A calma e a serenidade que muitas vezes ocorrem depois de uma crise em nossas vidas são relacionadas a esse estágio da história. Aqui, os sonhos e as expectativas irreais do passado, por meio de provas e decepções, de certa forma se cristalizam em algo sólido e real. Psique assumiu o desafio de recuperar o seu amor perdido após o arrependimento e o remorso do Cinco de Copas e, portanto, está em paz consigo mesma. O seu amor tornou-se realidade e agora ela tem alguma coisa com que trabalhar. Nesses momentos, a nostalgia do passado sempre volta para nos assombrar, mas existe uma faísca de verdade nele e não se trata apenas de uma fantasia sentimental sem fundamento. Após a auto-recriminação do Cinco, o Seis de Co­pas representa uma retomada positiva na jornada de Psique para o seu objetivo.

No sentido divinatório, o Seis de Copas anuncia um período de serenidade que resulta das experiências dos sonhos do passado. Al­gumas vezes, um antigo amor volta do passado ou o sonho de um desejo antigo parece ser realizável em um futuro próximo. A cegueira própria do estado de "estar apaixonado" solidificou-se e, apesar de o passado parecer maravilhoso, mas irrevogavelmente perdido, uma parte de sua promessa surge no presente, temperada e reforçada. Essa carta implica a nostalgia a respeito do passado, mas com uma diferença: o passado pode levar ao futuro e o sonho passa a ser possível, e até próximo de realização.


10- [resultado final] O Nove de Copas

A carta Nove de Copas retrata o momento de felicidade quando Psique é resgatada do Submundo e reunida a Eros. Em um rochedo cercado pelo mar, Psique e Eros portam guirlandas de flores e se confrontam de braços dados. Ao lado, Afrodite olha bondosa­mente para os dois, levantando uma taça e abençoando essa união. Abaixo deles, seis taças douradas estão cuidadosamente arrumadas em comemoração à reunião dos amantes.

O Nove de Copas é a carta do desejo que representa a satisfação e a realização de um sonho emocional.
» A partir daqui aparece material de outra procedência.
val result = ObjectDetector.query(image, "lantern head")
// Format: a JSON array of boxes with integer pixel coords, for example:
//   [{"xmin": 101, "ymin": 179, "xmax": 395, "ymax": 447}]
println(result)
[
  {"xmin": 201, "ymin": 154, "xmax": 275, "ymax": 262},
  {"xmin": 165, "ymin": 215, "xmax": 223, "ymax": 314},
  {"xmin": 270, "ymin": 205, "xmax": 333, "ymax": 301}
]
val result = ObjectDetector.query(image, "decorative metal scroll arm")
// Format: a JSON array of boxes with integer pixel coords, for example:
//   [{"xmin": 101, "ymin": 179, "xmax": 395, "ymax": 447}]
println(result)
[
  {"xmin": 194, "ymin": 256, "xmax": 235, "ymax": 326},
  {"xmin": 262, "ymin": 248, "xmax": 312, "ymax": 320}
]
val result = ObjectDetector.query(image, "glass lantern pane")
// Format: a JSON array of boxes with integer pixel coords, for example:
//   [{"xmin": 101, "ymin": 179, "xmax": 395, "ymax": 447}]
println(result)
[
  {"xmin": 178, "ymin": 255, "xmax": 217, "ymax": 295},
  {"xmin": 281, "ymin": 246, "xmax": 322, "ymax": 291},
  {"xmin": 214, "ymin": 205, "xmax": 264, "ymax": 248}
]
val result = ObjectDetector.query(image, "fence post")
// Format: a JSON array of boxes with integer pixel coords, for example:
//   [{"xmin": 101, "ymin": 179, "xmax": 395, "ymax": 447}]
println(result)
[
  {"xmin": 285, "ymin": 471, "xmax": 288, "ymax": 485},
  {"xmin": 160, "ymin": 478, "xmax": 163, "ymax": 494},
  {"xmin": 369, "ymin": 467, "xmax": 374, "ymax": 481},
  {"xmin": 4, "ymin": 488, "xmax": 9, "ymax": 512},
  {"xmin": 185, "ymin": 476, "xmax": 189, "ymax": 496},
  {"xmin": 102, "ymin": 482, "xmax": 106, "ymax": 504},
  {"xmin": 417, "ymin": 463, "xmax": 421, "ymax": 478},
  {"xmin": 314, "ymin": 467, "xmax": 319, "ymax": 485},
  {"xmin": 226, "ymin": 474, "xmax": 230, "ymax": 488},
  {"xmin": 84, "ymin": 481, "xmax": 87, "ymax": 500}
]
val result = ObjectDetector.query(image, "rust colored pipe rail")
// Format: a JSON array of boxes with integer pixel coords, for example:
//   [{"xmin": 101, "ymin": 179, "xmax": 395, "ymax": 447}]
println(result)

Psique e Eros estão finalmente reunidos no mútuo amor honesto. Cada um, à sua maneira, traiu o outro e sabe em nível profundo quem é o parceiro; e compre­enderam e perdoaram-se mutuamente. É por isso que Afrodite aben­çoa a união, pois o poder do amor incondicional humano pode afetar até os deuses. Esse momento extático de realização, diferentemente da comemoração inicial do Três de Copas, foi realmente merecido, não pela força, pela vontade ou pela manipulação emocional, ou ain­da pela proclamação exagerada do auto-sacrifício, mas pelo seguro comprometimento interior assumido pelo único ser humano da história. Tudo o que Psique fez e realizou foi em fidelidade ao seu próprio sentimento. E, dessa forma, ela adquiriu o direito de reivindicar o seu marido divino, fazendo com que até os deuses se envergonhassem.

Esse segundo encontro é o autêntico casamento de Eros e Psique, sugerindo o que essa união pode vir a ser, pois ela não surge do simples estado de "estar apaixonado", mas do comprometimento tanto ao amor quanto ao ressentimento, à traição, à separação, ao desespero e à possibilidade da desistência, se for necessária. Isso é raro, pois a jornada de Copas não diz respeito a "estar apaixonado e viver feliz para sempre", para logo se separar quando o amado decepcio­na. Na realidade, trata-se de uma jornada interior ao encontro de um compromisso com os nossos próprios valores de sentimento e, portanto, é uma união tanto interior quanto exterior.

No sentido divinatório, o Nove de Copas anuncia um período de prazer e de satisfação, e a realização de um desejo almejado. Ele representa a recompensa pelos esforços empregados e a validação do nosso comprometimento.